During the holidays, most families tend to have their own traditions. Some are large, like all the extended family gathering at one house for Thanksgiving, or small, like taking a drive around the neighborhood to look at Christmas lights.
One tradition that I didn't have as a child, but have started as a parent, was watching the Macy's Thanksgiving Day Parade. Now that my kids are a little older, their focus is more on the performances during the parade, but when my kids were younger, they were enticed by the different characters that were super-sized and floating through the air.
The origins of the parade and its balloons were not something I'd ever thought about, but in 2011, Melissa Sweet wrote a great book that explained just that. Balloons Over Broadway: The True Story of the Puppeteer of Macy's Parade, which Sweet wrote and illustrated, explains the history of the Macy's parade in New York City.
Readers learn that puppeteer Tony Sarg started off by decorating the windows in Macy's for the holidays, but eventually took his skills to the now-famous parade route. We also learn about the origins of the parade to support those Macy's employees that were immigrants and wanted to celebrate in ways that they had in their home countries.
All in all, Balloons Over Broadway, with its descriptive illustrations, gave our tradition of parade viewing on Thanksgiving morning a whole new perspective. This narrative nonfiction picture book would be good for kids around 8 years old and up.

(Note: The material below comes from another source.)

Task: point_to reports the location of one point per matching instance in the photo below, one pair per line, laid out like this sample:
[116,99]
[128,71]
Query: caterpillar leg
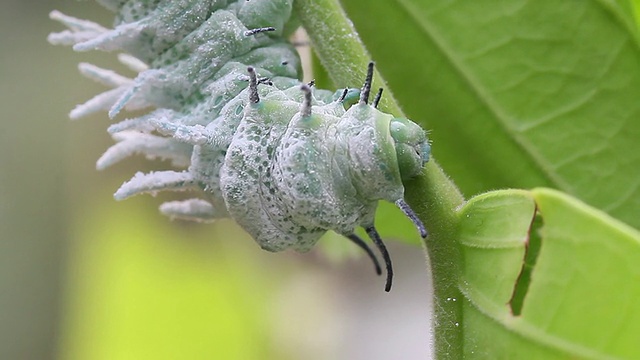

Learning about the Macy's Thanksgiving Day Parade was an entertaining experience, albeit unintentional. However, I was very intentional when I decided to read Kate Messner's History Smashers: The Mayflower. Even as an adult, this chapter book opened my eyes to a lot of new information about the first Thanksgiving, and I had to do some unlearning.
For younger readers, however, this could be an opportunity for them to learn history differently to begin with. Even small things, like how long the trip on the Mayflower actually took, and how unpleasant that ride was for many, was new information for me. Messner also does a great job of including parts of the story from the perspective of Native Americans during that time as well.
And while your first thought may have been that this would be a boring book, that could not be further from the truth. History Smashers: The Mayflower has to be engaging in order for a younger reader to keep reading, so the author has included photographs and graphic illustrations with captions. She writes in a way that clearly has a younger audience in mind. These additions and other extra details will keep young readers turning page after page.
For me as an adult reader, Messner was able to "smash history," exactly as the title says, and I think that it can do the same for your young reader. This book would be great for ages 4th grade and above. History Smashers: The Mayflower was published in 2020 and can be found wherever you purchase books or at the local library.